Cultured H9c2 cells were extracted following stimulation with activators of PKC (phorbol-12-myristate-13-acetate; PMA) and PKA (forskolin; FK). Transglutaminase 2 activity was determined using an amine incorporating (in vitro and in situ) and a protein crosslinking assays. Different protein kinase inhibitors were used to determine the involvement of PKC and PKA in the activation of TG2 in H9c2 cells. To confirm the involvement of TG2 activity via PKC and PKA, TG2 specific (Z-DON and R283) inhibitors were used. Western blot analysis revealed the presence of TG2 and TG1 (TG2 >> TG1) protein, but not TG3. Since the H2O2, a major contributor to reactive oxygen species following damage was used to induce oxidative stress. The role of TG2 in PMA- and forskolin-induced cytoprotection was investigated by monitoring H2O2-induced oxidative stress in H9c2 cells. The identification of TG2 substrates in H9c2 cells was investigated using pull down assay coupled with proteomic analysis techniques.

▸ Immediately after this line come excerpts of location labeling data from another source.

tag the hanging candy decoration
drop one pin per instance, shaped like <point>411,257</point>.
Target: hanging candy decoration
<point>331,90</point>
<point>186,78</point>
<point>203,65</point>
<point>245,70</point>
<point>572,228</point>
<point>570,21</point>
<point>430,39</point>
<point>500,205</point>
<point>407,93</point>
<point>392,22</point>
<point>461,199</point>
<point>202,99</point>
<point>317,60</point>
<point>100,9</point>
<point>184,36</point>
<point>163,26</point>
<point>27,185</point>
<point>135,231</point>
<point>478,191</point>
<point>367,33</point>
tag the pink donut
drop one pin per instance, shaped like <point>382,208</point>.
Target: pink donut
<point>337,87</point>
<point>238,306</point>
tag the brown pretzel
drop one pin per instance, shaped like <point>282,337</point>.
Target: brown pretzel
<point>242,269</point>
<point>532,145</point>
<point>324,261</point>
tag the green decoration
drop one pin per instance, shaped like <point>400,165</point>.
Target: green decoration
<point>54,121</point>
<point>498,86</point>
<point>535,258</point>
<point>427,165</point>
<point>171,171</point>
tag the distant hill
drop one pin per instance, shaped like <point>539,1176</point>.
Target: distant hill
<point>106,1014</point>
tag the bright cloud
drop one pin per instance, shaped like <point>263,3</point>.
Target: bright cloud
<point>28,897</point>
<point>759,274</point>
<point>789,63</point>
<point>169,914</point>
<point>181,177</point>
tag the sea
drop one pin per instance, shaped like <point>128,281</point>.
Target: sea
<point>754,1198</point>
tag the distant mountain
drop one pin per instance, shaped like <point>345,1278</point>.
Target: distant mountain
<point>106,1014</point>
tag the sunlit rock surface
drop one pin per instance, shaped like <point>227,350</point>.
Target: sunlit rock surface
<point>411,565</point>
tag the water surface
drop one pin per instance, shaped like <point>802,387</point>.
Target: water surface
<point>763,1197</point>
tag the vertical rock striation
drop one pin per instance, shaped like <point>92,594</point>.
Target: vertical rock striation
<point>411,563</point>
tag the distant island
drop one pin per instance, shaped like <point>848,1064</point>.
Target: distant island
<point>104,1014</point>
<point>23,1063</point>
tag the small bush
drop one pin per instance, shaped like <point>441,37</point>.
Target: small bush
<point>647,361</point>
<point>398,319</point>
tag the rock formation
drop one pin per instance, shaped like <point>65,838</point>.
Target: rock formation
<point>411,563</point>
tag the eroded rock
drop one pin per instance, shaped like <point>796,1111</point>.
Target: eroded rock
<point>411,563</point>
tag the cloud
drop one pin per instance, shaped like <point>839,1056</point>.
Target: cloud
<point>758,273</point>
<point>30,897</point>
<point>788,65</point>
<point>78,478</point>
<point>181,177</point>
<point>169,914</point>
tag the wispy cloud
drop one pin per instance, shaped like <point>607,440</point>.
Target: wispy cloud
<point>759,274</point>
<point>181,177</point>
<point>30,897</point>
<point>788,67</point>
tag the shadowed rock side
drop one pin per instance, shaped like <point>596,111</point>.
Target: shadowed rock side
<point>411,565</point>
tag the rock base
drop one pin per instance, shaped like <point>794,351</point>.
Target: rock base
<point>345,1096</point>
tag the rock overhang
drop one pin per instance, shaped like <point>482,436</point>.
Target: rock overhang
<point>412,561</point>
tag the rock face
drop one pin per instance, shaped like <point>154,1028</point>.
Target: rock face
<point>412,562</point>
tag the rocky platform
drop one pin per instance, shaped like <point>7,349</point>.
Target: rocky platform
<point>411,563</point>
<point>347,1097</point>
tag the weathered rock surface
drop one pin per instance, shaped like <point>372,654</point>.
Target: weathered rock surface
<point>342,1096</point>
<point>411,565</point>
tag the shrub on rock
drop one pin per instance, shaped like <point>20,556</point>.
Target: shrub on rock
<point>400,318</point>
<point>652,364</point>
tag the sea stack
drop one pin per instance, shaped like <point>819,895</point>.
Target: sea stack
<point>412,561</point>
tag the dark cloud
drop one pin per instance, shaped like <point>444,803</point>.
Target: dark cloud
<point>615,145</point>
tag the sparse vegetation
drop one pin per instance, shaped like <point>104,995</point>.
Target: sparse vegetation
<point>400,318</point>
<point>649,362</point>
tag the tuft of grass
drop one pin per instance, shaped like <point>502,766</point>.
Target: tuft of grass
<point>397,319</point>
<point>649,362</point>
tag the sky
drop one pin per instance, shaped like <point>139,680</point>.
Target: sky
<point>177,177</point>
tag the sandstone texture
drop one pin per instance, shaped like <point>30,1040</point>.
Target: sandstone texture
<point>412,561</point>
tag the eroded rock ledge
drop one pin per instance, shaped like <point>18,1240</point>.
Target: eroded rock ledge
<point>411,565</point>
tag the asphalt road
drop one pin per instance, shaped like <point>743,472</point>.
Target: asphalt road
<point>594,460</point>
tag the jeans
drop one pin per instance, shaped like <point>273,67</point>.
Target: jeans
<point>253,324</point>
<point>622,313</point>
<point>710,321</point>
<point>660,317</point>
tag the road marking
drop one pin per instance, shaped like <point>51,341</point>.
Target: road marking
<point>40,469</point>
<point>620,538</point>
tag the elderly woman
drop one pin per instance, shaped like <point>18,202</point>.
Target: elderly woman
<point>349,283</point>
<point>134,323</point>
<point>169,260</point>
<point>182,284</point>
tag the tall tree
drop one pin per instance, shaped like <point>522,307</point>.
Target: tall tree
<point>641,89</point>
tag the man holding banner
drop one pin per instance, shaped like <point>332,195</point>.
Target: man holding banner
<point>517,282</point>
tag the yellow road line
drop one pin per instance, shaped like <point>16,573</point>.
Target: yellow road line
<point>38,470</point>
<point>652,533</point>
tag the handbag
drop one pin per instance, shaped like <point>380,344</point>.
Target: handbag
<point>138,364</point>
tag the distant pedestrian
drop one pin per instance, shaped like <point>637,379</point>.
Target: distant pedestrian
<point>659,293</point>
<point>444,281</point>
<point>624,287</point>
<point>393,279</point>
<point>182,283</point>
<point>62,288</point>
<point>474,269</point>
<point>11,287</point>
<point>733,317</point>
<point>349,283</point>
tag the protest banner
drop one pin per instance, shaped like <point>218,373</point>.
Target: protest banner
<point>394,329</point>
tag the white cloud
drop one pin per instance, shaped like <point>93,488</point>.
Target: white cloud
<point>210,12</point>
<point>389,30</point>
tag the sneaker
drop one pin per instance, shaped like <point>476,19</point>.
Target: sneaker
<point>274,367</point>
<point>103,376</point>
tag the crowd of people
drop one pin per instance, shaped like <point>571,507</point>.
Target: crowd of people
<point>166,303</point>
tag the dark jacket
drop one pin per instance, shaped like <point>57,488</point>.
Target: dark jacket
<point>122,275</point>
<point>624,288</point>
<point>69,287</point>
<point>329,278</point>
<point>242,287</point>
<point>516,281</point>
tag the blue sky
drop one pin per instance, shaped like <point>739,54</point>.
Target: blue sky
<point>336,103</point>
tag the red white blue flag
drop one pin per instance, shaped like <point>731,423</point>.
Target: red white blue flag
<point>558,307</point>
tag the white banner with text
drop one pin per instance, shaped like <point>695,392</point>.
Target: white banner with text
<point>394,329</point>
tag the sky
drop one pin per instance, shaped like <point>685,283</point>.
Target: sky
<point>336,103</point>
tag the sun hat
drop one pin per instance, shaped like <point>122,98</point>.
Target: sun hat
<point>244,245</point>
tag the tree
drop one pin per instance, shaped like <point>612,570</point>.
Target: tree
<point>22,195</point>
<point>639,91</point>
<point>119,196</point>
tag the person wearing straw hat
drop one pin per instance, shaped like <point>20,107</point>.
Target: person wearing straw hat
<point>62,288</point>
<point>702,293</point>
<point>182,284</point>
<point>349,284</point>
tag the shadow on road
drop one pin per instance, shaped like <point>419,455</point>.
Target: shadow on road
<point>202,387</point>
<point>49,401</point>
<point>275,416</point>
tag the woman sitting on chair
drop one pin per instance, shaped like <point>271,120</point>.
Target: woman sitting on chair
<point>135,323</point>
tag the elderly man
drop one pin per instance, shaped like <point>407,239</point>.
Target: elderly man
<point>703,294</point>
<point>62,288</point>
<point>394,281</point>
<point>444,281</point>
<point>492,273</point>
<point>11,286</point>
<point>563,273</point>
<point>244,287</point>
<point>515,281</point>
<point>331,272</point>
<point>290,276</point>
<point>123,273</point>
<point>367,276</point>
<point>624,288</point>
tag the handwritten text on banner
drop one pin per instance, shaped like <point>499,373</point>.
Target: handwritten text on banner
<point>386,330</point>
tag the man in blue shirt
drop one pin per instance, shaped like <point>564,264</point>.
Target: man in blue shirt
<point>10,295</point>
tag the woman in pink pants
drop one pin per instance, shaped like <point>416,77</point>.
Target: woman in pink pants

The PMA and FK-induced time and concentration-dependent increases in TG2 catalysed biotin cadaverine incorporation in H9c2 cells. Forskolin but not PMA also increased TG2 catalysed protein crosslinking. The PKC (Ro-31 8220) and PKA (KT 5720 and Rp-8-Cl-cAMPS) inhibitors, blocked PMA and FK-induced TG2 activity. Immunocytochemistry using ExtrAvidin®-FITC revealed in situ TG2-mediated biotin cadaverine incorporation into protein substrates following stimulation of PMA, FK and their receptor agonists. The TG2 inhibitors Z-DON and R283 attenuated the PMA- and FK-induced increases in TG2 activity. Pre-treatment with PMA and FK reversed H2O2-induced cell death as judged by a MTT reduction assay and the release of cellular LDH. The TG2 inhibitors R283 and Z-DON blocked PMA and FK-induced cytoprotection. Proteomic analysis identified more than 25 proteins that serve as intracellular substrates for TG2 following PMA and FK stimulation. Some of these identified proteins have already been reported as TG2 substrates, but not in H9c2 cells e.g. tubulin while others e.g. α-actinin have not been identified before.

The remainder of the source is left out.